João Batista assumiu a responsabilidade compreendendo-se como “testemunho da luz”, convidando todos a crerem em Jesus (cf. Jo 1, 7). Mas havia a necessidade da continuidade da obra anunciada por João. Surgiu a segunda contribuição significativa da humanidade, a mediação de Maria e José para que o Filho de Deus tivesse acolhida em uma família.  Jesus viria ao mundo através da Família de Nazaré. Tal mediação aconteceu através de dois processos:  o de Maria e do de José. Quanto a Maria o evangelista Lucas descreve a visita e o diálogo do mensageiro de Deus com a jovem (Lc 1,26-38). Feitas as perguntas necessárias e obtidos os esclarecimentos, Maria deu o seu sim, mesmo que isto significasse uma mudança radical em sua vida. O Filho que teria não era obra humana, mas fruto da ação do Espírito de Deus (cf. Lc 1,34). A ter a certeza que tinha uma grande missão em suas mãos ela louvou e agradeceu a Deus por tê-la escolhido (cf. Lc 1, 46-55).

Entretanto, a cultura da época não concebia uma mulher grávida sem um esposo. Deu-se o segundo momento do processo de contribuição humana. José futuro, esposo de Maria, soube do fato e cogitava uma saída “honrosa” humanamente (cf. Mt 1,19). Nesse tempo recebeu também uma visita através do sonho.
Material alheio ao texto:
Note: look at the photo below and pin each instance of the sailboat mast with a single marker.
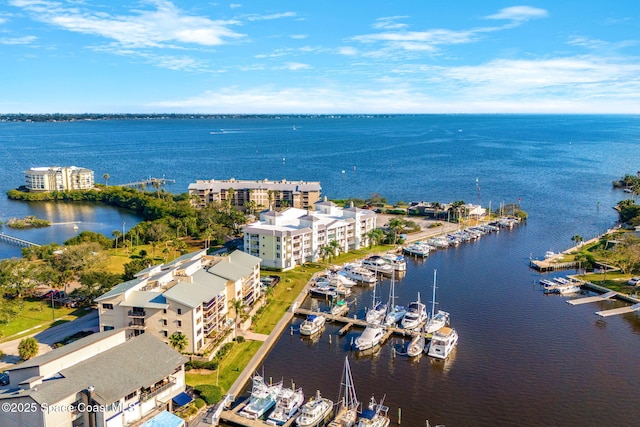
(433, 299)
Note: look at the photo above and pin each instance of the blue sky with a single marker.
(374, 56)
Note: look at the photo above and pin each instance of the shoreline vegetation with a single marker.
(175, 217)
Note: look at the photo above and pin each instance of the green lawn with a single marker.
(230, 367)
(30, 313)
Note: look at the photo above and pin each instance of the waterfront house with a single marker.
(295, 236)
(57, 178)
(192, 294)
(103, 380)
(255, 194)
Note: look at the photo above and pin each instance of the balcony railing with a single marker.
(154, 391)
(137, 313)
(136, 325)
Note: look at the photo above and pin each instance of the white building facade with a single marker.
(295, 236)
(56, 178)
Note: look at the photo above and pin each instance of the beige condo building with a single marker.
(295, 236)
(193, 294)
(57, 178)
(255, 194)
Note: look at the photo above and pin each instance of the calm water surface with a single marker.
(524, 358)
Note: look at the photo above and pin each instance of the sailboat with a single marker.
(348, 405)
(378, 310)
(439, 319)
(396, 312)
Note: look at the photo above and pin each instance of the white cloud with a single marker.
(18, 40)
(519, 13)
(271, 17)
(389, 23)
(162, 27)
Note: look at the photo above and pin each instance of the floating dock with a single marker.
(621, 310)
(587, 300)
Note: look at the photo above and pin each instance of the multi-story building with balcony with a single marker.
(103, 380)
(251, 195)
(295, 236)
(192, 295)
(56, 178)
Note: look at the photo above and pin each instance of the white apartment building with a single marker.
(295, 236)
(260, 194)
(192, 294)
(103, 380)
(56, 178)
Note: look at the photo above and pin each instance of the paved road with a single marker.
(48, 337)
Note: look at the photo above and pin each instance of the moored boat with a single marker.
(416, 314)
(287, 403)
(315, 411)
(375, 415)
(370, 337)
(348, 405)
(442, 343)
(312, 324)
(263, 397)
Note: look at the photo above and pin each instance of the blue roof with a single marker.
(182, 399)
(164, 419)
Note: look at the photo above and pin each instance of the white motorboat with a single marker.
(416, 314)
(439, 319)
(442, 343)
(395, 313)
(377, 312)
(340, 308)
(416, 346)
(369, 338)
(376, 264)
(348, 405)
(263, 397)
(312, 324)
(314, 412)
(359, 274)
(398, 262)
(287, 403)
(375, 415)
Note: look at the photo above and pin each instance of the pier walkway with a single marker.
(587, 300)
(621, 310)
(17, 241)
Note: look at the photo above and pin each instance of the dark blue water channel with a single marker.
(523, 358)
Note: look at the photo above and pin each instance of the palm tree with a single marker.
(396, 225)
(116, 234)
(577, 239)
(179, 341)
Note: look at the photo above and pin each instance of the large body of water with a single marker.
(523, 358)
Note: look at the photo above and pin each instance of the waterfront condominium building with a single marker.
(56, 178)
(295, 236)
(192, 294)
(251, 195)
(103, 380)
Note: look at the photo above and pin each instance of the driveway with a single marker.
(48, 337)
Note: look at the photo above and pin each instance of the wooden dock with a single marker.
(17, 241)
(621, 310)
(361, 323)
(587, 300)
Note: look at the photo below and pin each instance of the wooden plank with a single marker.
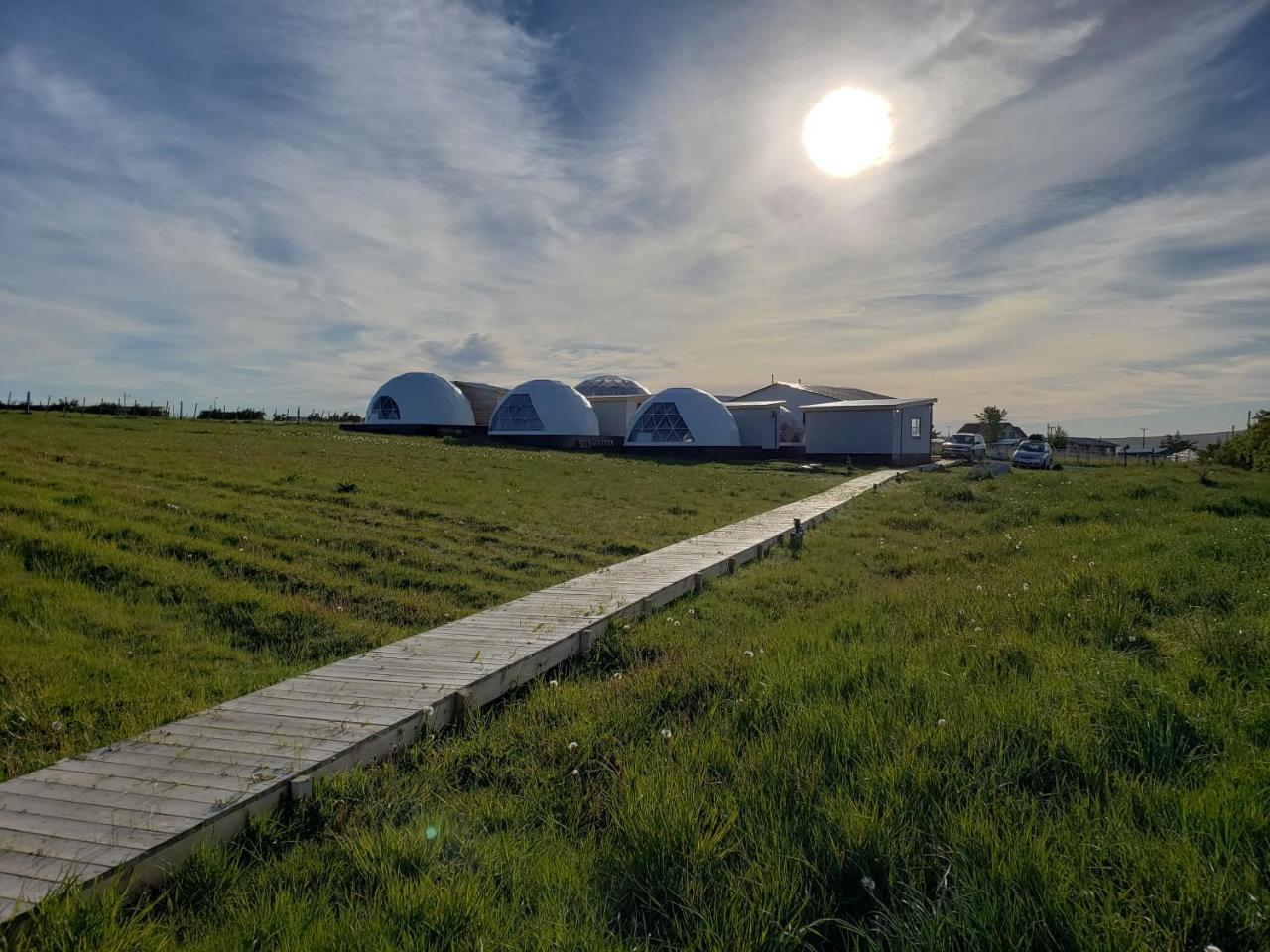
(141, 805)
(26, 843)
(132, 800)
(166, 789)
(48, 867)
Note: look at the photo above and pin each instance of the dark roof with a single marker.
(826, 390)
(1091, 442)
(1007, 430)
(1202, 440)
(842, 393)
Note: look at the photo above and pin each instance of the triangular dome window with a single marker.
(661, 422)
(385, 408)
(516, 414)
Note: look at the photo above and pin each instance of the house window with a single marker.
(385, 408)
(516, 414)
(661, 422)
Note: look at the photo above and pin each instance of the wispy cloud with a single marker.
(299, 199)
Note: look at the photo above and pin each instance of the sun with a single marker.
(848, 131)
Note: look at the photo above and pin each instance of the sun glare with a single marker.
(847, 132)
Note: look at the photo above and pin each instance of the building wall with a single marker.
(483, 398)
(757, 425)
(881, 433)
(615, 416)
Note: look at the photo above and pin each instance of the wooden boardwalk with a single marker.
(136, 807)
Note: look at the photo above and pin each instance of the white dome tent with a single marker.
(544, 408)
(683, 417)
(420, 400)
(611, 385)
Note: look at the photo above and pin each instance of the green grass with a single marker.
(1026, 712)
(150, 567)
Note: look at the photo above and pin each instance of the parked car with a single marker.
(1033, 454)
(964, 445)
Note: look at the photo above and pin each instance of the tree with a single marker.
(1248, 451)
(993, 419)
(1175, 444)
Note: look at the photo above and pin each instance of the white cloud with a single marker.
(399, 190)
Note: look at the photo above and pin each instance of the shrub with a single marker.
(1248, 451)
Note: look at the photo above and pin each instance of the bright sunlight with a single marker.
(847, 131)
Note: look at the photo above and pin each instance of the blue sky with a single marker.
(275, 202)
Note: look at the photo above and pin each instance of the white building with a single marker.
(544, 408)
(889, 430)
(615, 402)
(760, 421)
(611, 385)
(795, 397)
(420, 400)
(683, 417)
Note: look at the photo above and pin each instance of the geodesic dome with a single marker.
(611, 385)
(684, 416)
(544, 408)
(420, 400)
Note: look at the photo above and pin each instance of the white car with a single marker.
(964, 445)
(1033, 454)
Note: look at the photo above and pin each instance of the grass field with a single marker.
(1029, 712)
(153, 567)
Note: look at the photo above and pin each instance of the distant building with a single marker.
(795, 397)
(888, 429)
(483, 398)
(1084, 445)
(420, 400)
(683, 417)
(545, 412)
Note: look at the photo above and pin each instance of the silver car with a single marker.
(1033, 454)
(964, 445)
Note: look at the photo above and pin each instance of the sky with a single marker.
(267, 202)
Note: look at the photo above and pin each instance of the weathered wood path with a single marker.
(136, 807)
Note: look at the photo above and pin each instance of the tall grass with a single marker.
(1029, 712)
(153, 567)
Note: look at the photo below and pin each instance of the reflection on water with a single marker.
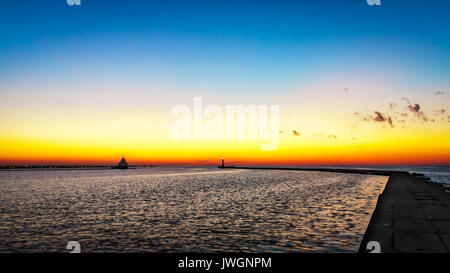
(185, 210)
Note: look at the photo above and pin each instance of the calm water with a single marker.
(185, 209)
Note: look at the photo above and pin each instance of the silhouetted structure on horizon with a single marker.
(122, 164)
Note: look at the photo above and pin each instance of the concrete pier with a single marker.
(412, 216)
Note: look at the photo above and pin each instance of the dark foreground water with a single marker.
(185, 210)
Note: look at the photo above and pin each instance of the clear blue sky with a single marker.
(235, 43)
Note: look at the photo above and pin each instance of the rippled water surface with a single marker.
(185, 209)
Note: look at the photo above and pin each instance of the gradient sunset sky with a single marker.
(358, 84)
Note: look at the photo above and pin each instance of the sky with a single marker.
(355, 84)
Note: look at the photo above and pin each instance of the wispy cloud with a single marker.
(377, 117)
(416, 109)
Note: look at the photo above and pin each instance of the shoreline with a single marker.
(412, 214)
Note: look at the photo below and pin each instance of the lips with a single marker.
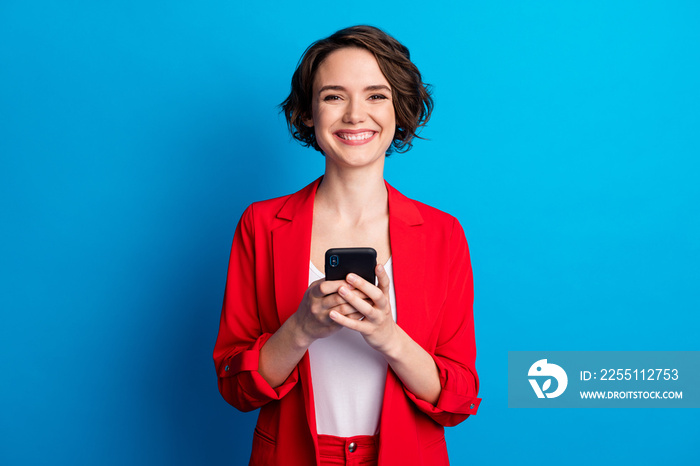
(355, 137)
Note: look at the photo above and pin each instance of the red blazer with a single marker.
(267, 277)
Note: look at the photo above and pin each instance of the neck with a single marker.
(353, 194)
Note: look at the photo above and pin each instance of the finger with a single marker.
(358, 303)
(325, 287)
(345, 309)
(347, 322)
(374, 293)
(383, 279)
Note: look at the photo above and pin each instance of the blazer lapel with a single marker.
(291, 252)
(408, 251)
(291, 249)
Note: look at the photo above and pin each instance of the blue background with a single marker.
(133, 135)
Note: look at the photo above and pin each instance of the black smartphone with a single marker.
(360, 261)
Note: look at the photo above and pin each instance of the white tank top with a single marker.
(348, 377)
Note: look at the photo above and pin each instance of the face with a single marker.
(353, 113)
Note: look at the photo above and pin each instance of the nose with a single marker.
(355, 111)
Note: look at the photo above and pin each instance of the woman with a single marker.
(346, 371)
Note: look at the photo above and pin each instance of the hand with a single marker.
(377, 325)
(320, 298)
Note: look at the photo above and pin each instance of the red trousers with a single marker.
(361, 450)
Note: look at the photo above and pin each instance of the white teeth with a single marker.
(356, 137)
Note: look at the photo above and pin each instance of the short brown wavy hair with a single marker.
(411, 96)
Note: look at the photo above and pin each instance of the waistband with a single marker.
(347, 447)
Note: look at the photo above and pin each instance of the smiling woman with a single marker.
(348, 371)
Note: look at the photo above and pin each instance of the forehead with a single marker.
(349, 67)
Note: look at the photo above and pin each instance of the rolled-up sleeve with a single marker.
(455, 351)
(240, 338)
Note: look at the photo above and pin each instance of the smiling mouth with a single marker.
(355, 138)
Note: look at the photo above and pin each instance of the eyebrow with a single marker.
(375, 87)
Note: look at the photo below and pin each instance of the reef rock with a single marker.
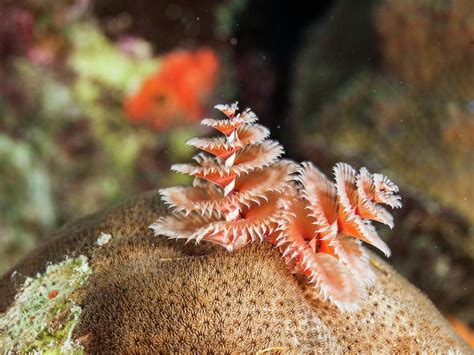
(147, 293)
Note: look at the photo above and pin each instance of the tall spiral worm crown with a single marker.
(242, 193)
(236, 197)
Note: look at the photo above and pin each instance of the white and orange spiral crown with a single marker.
(236, 197)
(242, 192)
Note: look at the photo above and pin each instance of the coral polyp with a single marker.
(242, 192)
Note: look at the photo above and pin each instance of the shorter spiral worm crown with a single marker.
(242, 192)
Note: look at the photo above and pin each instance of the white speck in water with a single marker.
(470, 106)
(103, 239)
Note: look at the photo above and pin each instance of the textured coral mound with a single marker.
(148, 294)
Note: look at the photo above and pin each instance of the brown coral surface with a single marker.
(149, 294)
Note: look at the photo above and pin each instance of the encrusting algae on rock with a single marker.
(243, 193)
(43, 316)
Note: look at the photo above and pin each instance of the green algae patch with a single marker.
(43, 316)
Não questionou mais. Em silêncio acolheu a esposa e o Filho que Deus lhe dera (cf. Mt 124-25). Comumente refletimos e rezamos o sim de Maria. Ele foi sustentado e completado pelo sim de José, não manifesto em palavras, mas em gestos.

Com a contribuição humana, nas ações de João Batista, o precursor e Maria e José, que acolheram Jesus em suas vidas, Deus pode encarnar-se na nossa caminhada humana rumo a salvação de todos. Foi o caminho possível encontrado pelo Pai. O nascimento de Jesus é consequência desta primeira aliança, fruto da iniciativa divina, contudo concretizada pela ação humana. Diante de um processo tão rico cabe a cada um de nós também colaborarmos nesse diálogo amoroso.

 Nossa missão é muito simples e foi indicada pelos pastores e magos: acolher o salvador e deixar que ele guie nossas vidas.